CARLO            …davanti a tutti…sempre solo, come un cane, senza una parola…, (imitando una vo-

                        ce ) “Stai lì, è tuo dovere”…qui solo, come un cane?...”Sì, lì, solo, come un cane” …

                        senza una parola, senza una mano che mi aiuti…(si è accorto che il riflettore colpi-

                        sce solo lui, mentre il resto è nel buio) Ma basta anche voi con quella luce! Volete

                        proprio mostrarmi a tutti, nudo. Eccomi: guardare chi sono. Un povero uomo, un

                        disgraziato, costretto ad andare nello studio di un pittore per guadagnare un po’ di

                        pane, a stare delle ore come vuole lui così, un giorno triste, perché lui vuole così, un

                        giorno triste, (incalzando) ma questo è troppo, questo è troppo. (urlando) Aprite il

                        sipario! Che chiuso, che teatro, che pubblico! Ormai hanno visto tutto, sanno tutto.

                        Cosa credete che siano stupidi? Capiscono bene anche loro come vanno queste

                        Faccende…aprite il sipario!  

                       

(S’apre improvvisamente il sipario. La scena è illuminata con vivezza abbagliante.

                        Alberto e Maria al loro posto, tanto vicini, questa volta da sembrare abbracciati. 

                        Immobili, come statue, e immobile è pure il pittore. Carlo rimane allibito. Dalla

                        finestra ricomincia la canzone di prima: Carlo si precipita addosso ad Alberto e

                        Maria, cercando di staccarli).

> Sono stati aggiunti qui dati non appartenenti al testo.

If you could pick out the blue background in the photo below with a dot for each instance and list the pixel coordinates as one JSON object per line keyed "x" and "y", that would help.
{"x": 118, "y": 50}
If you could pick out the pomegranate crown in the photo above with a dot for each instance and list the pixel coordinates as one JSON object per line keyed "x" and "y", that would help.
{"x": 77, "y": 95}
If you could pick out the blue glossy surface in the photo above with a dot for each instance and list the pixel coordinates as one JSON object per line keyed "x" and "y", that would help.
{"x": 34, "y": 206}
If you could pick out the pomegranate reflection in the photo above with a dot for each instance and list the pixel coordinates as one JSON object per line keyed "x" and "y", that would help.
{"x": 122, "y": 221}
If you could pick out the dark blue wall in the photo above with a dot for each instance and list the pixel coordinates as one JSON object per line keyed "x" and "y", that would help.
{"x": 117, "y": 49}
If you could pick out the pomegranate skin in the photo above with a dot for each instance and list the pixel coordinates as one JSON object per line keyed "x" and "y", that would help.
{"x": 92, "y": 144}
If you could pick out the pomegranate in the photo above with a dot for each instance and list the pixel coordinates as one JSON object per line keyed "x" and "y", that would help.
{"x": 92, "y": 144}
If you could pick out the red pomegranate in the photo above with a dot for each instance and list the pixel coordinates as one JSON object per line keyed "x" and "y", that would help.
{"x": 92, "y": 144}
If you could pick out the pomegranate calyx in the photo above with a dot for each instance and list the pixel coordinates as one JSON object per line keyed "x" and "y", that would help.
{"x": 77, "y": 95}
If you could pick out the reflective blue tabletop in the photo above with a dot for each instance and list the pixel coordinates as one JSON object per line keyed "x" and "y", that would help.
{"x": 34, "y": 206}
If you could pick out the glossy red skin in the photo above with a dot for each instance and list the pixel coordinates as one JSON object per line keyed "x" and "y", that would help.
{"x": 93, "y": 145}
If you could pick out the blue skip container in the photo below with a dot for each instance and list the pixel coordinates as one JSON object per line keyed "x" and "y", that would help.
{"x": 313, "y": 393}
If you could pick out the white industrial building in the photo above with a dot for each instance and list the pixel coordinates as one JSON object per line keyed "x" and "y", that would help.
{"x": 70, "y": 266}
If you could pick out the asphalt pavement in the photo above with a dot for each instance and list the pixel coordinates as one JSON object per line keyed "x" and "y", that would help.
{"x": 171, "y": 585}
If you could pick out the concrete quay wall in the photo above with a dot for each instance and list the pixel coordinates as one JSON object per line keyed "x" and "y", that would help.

CARLO            Alberto, vai via! Non posso più sopportarti. Guarda, divento tutto rosso, rosso!

                        Maria il fuoco! (I due rimangono immobili. Carlo si ritira e ridendo, deluso, come chi

                        ha trovato una ragione persa nella memoria, mentre torna al proprio posto, come

                        a un martirio che si deve subire) E già, non ricordavo, siamo modelli.

                       

(Non appena Carlo ha ripreso il suo posto, il pittore rotta l’immobilità riprende  di-

Pingere.  Maria e Alberto a poco a poco si svincolano e ricomincino a parlare. Dalla

                           strada la solita canzone.

MARIA            …Non sapevo quando, ma certo saresti venuto…(lentamente comincia a calare la  

                        tela)…allora ti vedevo alzare dallo scoglio, venire verso me, nella notte…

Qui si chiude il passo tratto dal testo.